To match a string that contains a file name, and a period (.) is part of the input string, precede the period in the regular expression with the backslash (\) character. For example, the following regular expression matches filename.ext:

/filename\.ext/

These expressions only let you match "any" single character. You may need to match a specific group of characters in the list. For example, you might want to find chapter headings (Chapter 1, Chapter 2, and so on) that are represented by numbers.

Bracket expression

To create a list of matching character groups, place one or more individual characters within square brackets ([and]). When the word enclose characters inside the brackets, the list is called the bracket expression. As in any other position, a normal character is represented by itself within the brackets, that is, it matches itself once in the input text. Most special characters lose their meaning when they appear inside a bracket expression. However, there are some exceptions, such as:

    • If the] character is not the first item, it ends a list. To match the] character in the list, place it first, immediately after start [back.
    • The \ character continues to be an escape symbol. To match \ characters, use \ \.

A character enclosed in a bracket expression matches only a single character at that position in a regular expression. The following regular expressions match Chapter 1, Chapter 2, Chapter 3, Chapter 4, and Chapter 5:

/chapter [12345]/

Note that the position of the word Chapter and trailing spaces is fixed relative to the characters in brackets. The bracket expression specifies only the character set that matches the single character position immediately following the word Chapter and space. This is the Nineth character position.

To use a range instead of the character itself to represent a matching character group, use a hyphen (-) to separate the start and end characters in the range. The character value of a single character determines the relative order within the range. The following regular expression contains a range expression that is equivalent to the list in brackets shown above.

/chapter [1-5]/

When a range is specified in this manner, both the start value and the end value are included in the range. Note that it is also important that, in the Unicode sort order, the start value must precede the end value.

To include hyphens in bracket expressions, use one of the following methods:

    • Escape it with a backslash:
      [\-]
    • Place the hyphen at the beginning or end of the bracket list. The following expression matches all lowercase letters and hyphens:
      [-a-z] [a-z-]
    • Creates a range in which the start character value is less than the hyphen, and the ending character value is equal to or greater than the hyphen character. The following two regular expressions satisfy this requirement:
      [!--] [!-~]

To find all characters that are not in the list or range, place the caret (^) at the beginning of the list. If the insertion character appears anywhere else in the list, it matches itself. The following regular expression matches any number and character other than 1, 2, 3, 4, or 5:

/chapter [^12345]/

In the example above, the expression matches any number and character except 1, 2, 3, 4, or 5 in the nineth position. Thus, for example, Chapter 7 is a match, and Chapter 9 is also a match.

The above expression can be represented using a hyphen (-):

/chapter [^1-5]/

A typical use of a bracket expression is to specify any uppercase or lowercase letters or any number matching. The following expression specifies such a match:

/[a-za-z0-9]/
Replace and group

Replace with | Characters allow you to choose between two or more substitution options. For example, you can extend a chapter heading regular expression to return a more extensive match than the chapter title. However, this is not as simple as you might think.
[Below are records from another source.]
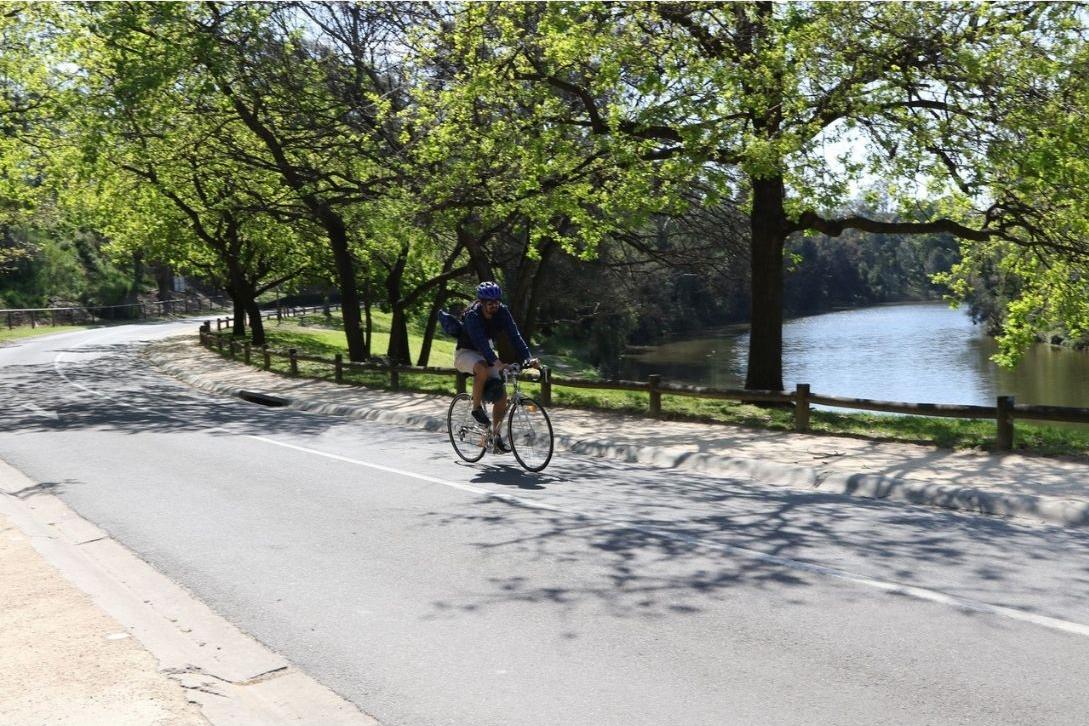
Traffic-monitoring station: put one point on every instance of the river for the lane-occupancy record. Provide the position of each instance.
(917, 352)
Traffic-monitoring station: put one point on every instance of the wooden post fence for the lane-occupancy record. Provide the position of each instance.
(802, 407)
(1004, 440)
(656, 396)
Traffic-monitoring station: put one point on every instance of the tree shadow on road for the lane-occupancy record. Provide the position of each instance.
(643, 542)
(114, 392)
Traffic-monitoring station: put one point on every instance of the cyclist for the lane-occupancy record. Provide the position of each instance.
(481, 323)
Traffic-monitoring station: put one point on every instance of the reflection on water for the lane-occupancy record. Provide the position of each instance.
(921, 353)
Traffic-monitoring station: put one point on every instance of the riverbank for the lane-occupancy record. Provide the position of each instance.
(325, 341)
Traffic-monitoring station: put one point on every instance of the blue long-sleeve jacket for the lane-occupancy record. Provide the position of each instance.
(477, 332)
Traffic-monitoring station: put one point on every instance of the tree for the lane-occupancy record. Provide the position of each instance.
(750, 95)
(166, 186)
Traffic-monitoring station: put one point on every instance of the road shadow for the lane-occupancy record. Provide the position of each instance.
(114, 391)
(647, 542)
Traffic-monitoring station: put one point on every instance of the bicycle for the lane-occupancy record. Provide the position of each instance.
(528, 427)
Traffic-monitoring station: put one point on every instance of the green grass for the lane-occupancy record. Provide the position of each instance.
(26, 331)
(316, 336)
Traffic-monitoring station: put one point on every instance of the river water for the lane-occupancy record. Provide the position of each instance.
(917, 353)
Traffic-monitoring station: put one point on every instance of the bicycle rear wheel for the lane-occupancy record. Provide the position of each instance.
(468, 438)
(529, 431)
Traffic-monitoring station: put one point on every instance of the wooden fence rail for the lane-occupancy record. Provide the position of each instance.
(1004, 413)
(281, 312)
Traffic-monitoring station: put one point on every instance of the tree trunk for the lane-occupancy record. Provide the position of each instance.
(256, 322)
(164, 279)
(368, 329)
(432, 318)
(345, 282)
(398, 351)
(237, 298)
(766, 335)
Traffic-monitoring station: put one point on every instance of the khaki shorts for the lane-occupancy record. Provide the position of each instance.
(466, 358)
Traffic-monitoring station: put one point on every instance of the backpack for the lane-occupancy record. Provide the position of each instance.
(451, 324)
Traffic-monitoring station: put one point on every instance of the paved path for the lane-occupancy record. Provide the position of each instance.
(424, 591)
(1013, 484)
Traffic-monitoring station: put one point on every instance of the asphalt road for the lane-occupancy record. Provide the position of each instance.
(429, 591)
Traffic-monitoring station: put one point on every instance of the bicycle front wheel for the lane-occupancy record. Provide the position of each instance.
(468, 438)
(529, 431)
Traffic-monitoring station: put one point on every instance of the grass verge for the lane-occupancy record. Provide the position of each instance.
(315, 335)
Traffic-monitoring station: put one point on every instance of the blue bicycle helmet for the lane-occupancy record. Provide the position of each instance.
(488, 291)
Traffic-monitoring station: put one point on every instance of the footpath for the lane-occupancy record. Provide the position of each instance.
(1049, 490)
(93, 635)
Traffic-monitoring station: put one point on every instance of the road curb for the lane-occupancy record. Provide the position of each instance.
(973, 500)
(229, 674)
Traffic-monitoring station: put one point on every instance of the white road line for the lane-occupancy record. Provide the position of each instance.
(892, 588)
(895, 588)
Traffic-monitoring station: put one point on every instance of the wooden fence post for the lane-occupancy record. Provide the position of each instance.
(1004, 441)
(546, 386)
(802, 407)
(656, 396)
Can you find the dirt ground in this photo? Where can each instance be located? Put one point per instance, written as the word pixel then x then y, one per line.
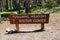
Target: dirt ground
pixel 52 30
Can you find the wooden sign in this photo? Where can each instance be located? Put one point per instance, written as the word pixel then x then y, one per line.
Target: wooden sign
pixel 29 18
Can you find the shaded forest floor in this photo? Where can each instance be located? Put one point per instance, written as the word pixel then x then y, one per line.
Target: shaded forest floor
pixel 52 30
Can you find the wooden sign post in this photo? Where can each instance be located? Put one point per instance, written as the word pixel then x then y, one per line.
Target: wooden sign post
pixel 29 19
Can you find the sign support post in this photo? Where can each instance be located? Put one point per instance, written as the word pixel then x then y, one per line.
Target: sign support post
pixel 42 26
pixel 17 27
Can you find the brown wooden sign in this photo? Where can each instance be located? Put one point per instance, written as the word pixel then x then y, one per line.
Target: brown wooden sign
pixel 29 18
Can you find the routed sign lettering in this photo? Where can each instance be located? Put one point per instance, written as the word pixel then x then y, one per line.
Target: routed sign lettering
pixel 29 18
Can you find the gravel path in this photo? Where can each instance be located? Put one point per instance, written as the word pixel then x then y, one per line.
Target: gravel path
pixel 52 30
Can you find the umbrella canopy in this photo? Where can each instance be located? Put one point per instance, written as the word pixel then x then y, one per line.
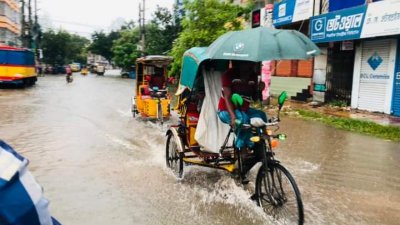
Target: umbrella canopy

Replace Match | The largest expression on either side of the character.

You might think that the following expression matches the Chapter or section that appears at the beginning and end of the line, followed by one or two numbers:

/^chapter| Section [1-9][0-9]{0,1}$/

Unfortunately, the above regular expression either matches the word Chapter at the beginning of the line or matches the word section at the end of the row and any number followed. If the input string is Chapter 22, then the expression above matches only the word Chapter. If the input string is section 22, then the expression matches section 22.

To make regular expressions easier to control, you can use parentheses to limit the range of replacements, that is, make sure that it applies only to two words Chapter and sections. However, parentheses are also used to create sub-expressions and may be captured for later use, as described in the section on reverse references. You can make the regular expression match Chapter 1 or section 3 by adding parentheses at the appropriate position in the preceding regular expression.

The following regular expression uses parentheses to combine Chapter and section so that the expression works correctly:

/^ (chapter| section) [1-9][0-9]{0,1}$/

Although these expressions work correctly, chapter| The parentheses around the section also captures any one of the two matching words for later use. Because there is only one set of parentheses in the above expression, there is only one "child match" that is captured.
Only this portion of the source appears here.